Real Tropical Singularities and Bergman Fans

TL;DR

This paper classifies singular real plane tropical curves using subdivisions of Newton polytopes, introduces signed Bergman fans, and explores their combinatorial and parametric properties, advancing understanding of real tropical geometry.

Contribution

It introduces signed Bergman fans and a duality framework for real tropical curves, providing a classification of singular curves of maximal dimensional type.

Findings

Signed Bergman fans generalize positive Bergman fans.

Duality between real tropical curves and signed subdivisions established.

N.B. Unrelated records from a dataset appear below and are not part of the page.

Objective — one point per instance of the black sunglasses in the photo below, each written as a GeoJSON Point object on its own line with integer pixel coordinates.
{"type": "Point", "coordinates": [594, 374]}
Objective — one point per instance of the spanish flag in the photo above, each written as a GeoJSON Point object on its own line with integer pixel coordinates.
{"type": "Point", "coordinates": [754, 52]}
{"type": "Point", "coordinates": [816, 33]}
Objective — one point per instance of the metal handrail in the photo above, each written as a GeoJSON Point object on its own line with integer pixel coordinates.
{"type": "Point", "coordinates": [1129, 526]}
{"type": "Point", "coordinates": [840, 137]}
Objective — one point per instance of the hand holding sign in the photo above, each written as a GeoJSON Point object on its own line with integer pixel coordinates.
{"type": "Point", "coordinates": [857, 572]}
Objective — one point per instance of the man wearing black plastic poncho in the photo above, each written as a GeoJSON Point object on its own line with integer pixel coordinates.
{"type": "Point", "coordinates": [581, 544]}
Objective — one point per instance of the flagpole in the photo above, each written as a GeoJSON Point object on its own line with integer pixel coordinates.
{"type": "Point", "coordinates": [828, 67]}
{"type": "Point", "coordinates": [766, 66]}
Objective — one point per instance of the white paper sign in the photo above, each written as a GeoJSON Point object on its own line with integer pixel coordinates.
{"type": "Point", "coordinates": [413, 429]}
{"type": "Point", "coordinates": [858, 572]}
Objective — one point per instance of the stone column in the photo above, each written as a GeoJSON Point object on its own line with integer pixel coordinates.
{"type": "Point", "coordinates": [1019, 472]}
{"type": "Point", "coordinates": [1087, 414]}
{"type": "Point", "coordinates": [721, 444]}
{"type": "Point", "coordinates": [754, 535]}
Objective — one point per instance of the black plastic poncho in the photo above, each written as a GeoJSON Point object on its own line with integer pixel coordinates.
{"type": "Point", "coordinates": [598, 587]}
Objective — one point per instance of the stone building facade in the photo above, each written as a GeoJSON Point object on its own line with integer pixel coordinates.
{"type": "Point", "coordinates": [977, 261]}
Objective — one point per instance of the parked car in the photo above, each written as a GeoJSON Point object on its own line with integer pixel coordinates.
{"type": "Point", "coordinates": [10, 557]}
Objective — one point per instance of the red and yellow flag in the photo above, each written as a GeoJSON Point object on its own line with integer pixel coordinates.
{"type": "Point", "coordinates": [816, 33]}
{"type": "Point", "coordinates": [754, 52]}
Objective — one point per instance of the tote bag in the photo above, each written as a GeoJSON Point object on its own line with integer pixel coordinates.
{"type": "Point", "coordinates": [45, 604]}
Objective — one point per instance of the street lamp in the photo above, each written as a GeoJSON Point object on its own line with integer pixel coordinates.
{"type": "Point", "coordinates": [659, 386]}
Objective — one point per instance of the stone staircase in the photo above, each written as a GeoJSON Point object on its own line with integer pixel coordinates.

Classification of singular real plane tropical curves of maximal dimensional type.

Abstract

In this paper, we classify singular real plane tropical curves by means of subdivisions of Newton polytopes. First, we introduce signed Bergman fans (generalizing positive Bergman fans from [AKW06]) that describe real tropicalizations of real linear spaces ([Tab15]). Then, we establish a duality of real plane tropical curves and signed regular subdivisions of the Newton polytope and explore the combinatorics. We define a signed secondary fan that parametrizes real tropical Laurent polynomials and study the subset providing singular real plane tropical curves. A cone of the signed secondary fan is of maximal dimensional type if its corresponding subdivision contains only marked points ([MMS12a]). These cones parametrize real plane tropical curves. We classify singular real plane tropical curves of maximal dimensional type.